Stepmother
A good stepmother deserves as much praise and honor as a true mother. Most parents know that it is not easy to raise their own children, let alone someone else’s. Disconcerting problems arise daily. A stepmother assumes all of a mother’s problems, and many times under the most trying circumstances. Her fortune is often made difficult by the attitude of the late mother’s relatives.
…Mothers are not perfect. As such we should not expect to have perfect stepmothers either. In general, they perform more than satisfactorily. Many times stepmothers undertake duties about which they know little and often they are not adequately prepared to fulfill them. In addition, they must accustom themselves to children who are not their own; they must learn each child’s disposition, characteristic, whims, and emotions—hardly an easy task. Often they even must face resentment from the wounded children whom they are seeking to comfort and help.
The stepmother needs to be as wise as Solomon in settling disputes among siblings, determining each child’s rights and privileges, and in knowing when to draw the line in the family. She needs to know how to benevolently occupy her rightful place in the home, and to maintain the love and respect of her husband.
The woman who enters a home and serves as a mother to children that are not her own, who never interferes between her husband and his children, who directs the children in the right path and tries to prevent them from going astray, is indeed worthy of great honor.
When Nancy Hanks Lincoln died at the age of thirty-five, Thomas Lincoln constructed a coffin of hand made boards and buried his beloved wife in a neighboring clearing in the woods. Little Abe Lincoln and his sister Sarah descended that mount in bewilderment, cleaving to each other in their sorrow. During the next year, Sarah, despite her young age, tried to care for their home as best as she could. One day, her father left for a week, and, upon his return, brought them a new mother—Sally Bush Johnson.
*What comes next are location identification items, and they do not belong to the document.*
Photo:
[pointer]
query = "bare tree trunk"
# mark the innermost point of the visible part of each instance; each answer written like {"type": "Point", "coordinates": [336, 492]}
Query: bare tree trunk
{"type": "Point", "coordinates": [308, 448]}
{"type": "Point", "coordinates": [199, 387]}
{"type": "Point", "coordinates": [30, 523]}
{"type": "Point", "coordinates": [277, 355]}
Greater happiness and blessings have rarely befallen any home.
Love begets love. Children will respond to their maternal care. Sally Johnson knew how to cook and sew. She made, among other things, Abe’s first fur cap. She taught the children how to read with the three books she had, and told them about the difficulties they might have to confront during their lives. She inspired in them dreams and ambitions. Her success as a stepmother may be summarized in a statement written years later by the great president: “All that I am, and ever hope to be, I owe to my dear mother.” Sally Bush Lincoln outlived her illustrious son by four years, and thus was able to see the favorable results of her life of sacrifice in his behalf.
Most children are loving and forgiving. Almost without exception, they will respond positively to a loving, kind, and understanding stepmother.
When God will gather up his children and distribute their rewards, he will not forget the faithful stepmother who sought to replace, as far as possible, a mother taken from her children.